Кстати, причины этой аварии до сих пор остаются неизвестны, несмотря на то что этот случай долго и тщательно разбирался. Проверялись все данные по отцепкам, проводились дополнительные испытания, всевозможные эксперименты, но аналог, отделившись от носителя, всегда «нырял» на сотню метров, делая невозможным столкновение с Ту-4. Снаряд отличался от СДК только отсутствием колпака кабины пилота, этот нюанс едва ли мог повлиять на просадку «Кометы», что подтверждали многочисленные расчеты. Но после этого на всех серийно выпускаемых самолетах-снарядах ставили дюралевую пластину, имитирующую колпак кабины. После многих десятков успешных пусков от пластины отказались.

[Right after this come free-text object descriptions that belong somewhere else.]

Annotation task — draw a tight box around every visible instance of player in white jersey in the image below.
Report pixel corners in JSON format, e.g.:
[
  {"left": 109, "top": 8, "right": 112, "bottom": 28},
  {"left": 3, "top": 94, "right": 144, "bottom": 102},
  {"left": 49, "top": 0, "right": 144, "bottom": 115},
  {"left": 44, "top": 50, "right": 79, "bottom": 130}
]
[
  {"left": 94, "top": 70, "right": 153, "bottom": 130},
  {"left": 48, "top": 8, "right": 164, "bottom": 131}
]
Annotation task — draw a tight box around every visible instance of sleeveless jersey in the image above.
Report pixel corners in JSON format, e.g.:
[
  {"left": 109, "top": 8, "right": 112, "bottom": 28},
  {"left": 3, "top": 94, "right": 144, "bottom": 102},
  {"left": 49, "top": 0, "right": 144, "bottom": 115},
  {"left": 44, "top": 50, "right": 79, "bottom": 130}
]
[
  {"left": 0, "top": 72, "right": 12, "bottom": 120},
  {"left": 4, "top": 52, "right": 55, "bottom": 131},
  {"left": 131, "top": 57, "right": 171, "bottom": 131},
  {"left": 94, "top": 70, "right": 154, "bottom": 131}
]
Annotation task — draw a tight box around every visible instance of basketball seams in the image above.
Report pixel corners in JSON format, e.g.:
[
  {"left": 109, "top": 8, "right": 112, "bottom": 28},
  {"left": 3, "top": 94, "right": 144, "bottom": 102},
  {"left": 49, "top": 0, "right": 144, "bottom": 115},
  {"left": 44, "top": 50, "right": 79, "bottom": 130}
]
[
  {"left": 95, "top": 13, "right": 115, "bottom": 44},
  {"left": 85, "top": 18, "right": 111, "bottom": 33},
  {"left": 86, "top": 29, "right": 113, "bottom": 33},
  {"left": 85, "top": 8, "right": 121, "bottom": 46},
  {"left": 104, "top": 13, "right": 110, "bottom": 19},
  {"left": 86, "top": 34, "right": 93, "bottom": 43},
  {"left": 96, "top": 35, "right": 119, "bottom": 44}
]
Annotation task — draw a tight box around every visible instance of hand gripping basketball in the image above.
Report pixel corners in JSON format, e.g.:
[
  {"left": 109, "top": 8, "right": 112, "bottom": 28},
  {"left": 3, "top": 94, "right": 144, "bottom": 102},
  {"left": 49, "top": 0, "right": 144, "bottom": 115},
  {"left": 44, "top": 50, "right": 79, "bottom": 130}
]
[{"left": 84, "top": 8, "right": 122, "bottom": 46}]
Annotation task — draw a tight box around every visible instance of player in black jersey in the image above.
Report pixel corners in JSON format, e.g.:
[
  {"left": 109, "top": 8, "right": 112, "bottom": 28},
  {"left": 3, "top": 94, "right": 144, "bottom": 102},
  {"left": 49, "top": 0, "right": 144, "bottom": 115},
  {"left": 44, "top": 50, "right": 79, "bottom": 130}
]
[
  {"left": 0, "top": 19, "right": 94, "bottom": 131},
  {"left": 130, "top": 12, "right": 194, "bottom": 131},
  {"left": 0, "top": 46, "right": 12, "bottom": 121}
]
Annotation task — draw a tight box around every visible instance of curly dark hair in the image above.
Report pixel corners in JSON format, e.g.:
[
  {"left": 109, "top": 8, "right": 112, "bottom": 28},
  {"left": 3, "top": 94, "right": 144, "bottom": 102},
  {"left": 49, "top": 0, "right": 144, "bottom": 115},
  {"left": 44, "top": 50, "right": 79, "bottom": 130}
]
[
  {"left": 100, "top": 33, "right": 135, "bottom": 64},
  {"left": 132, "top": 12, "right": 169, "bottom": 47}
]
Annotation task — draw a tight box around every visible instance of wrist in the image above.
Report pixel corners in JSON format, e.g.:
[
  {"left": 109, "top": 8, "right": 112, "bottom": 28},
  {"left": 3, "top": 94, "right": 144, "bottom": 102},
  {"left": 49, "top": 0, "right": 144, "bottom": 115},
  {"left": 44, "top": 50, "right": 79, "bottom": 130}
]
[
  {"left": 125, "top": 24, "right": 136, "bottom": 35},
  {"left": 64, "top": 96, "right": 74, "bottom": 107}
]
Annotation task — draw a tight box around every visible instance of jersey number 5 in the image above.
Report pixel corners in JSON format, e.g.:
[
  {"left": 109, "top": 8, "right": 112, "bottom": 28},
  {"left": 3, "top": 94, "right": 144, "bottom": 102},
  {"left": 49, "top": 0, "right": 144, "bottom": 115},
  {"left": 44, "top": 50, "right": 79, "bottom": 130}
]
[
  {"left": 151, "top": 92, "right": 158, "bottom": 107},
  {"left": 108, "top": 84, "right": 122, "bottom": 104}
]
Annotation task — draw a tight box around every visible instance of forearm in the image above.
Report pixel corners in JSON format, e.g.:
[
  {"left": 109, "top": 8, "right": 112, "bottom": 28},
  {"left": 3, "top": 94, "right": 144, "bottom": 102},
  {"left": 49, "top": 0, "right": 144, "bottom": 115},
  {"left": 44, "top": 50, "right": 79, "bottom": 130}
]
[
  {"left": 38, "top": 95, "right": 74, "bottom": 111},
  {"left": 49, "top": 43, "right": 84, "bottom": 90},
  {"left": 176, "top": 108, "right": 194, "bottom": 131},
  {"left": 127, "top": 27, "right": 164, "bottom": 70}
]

Был еще один инцидент, который заставил понервничать каждого участника испытаний. Ту-4 с аналогом, который должен был пилотировать Амет-Хан Султан, двигался со стороны Керченского полуострова в сторону Белогорска. Целью испытаний была отработка входа самолета-снаряда в луч PЛC-носителя. Оператор снаряда, находясь на борту Ту-4, проверял системы управления аналога. Он спрашивал летчика-испытателя, как тот оценивает работу приборов, зажглась ли та или иная лампочка. В тот раз проверка затягивалась: оператор снаряда, которого звали Александр Шевелев, был донельзя дотошен. Носитель уже пролетел Белогорск, а когда оставалось километров двадцать до Симферополя, командир экипажа приказал развернуть Ту-4 в сторону мыса Чауда.
Неожиданно бомбардировщик тряхнуло. Шевелев выглянул в иллюминатор и увидел, что СДК на подвеске нет. Аналог падал с выключенными двигателями с высоты 3000 м. Связи у носителя с отделившимся СДК не было, на Ту-4 поднялся переполох. Оператор не мог случайно запустить аналог в «свободный полет»: клавиша отцепки была под колпачком, не подняв который нажать ее было невозможно.
С КП аэродрома пришел приказ возвращаться. Ту-4 повернул на Багерово.
Летчики-испытатели, чтобы показать, что полет прошел нормально, перед заходом на посадку делали вертикальную «свечку». На сей же раз Амет-Хан Султан сел без воздушных пируэтов. Ничего не ответив подбежавшим обеспокоенным авиамеханикам, он пошел на доклад к командованию.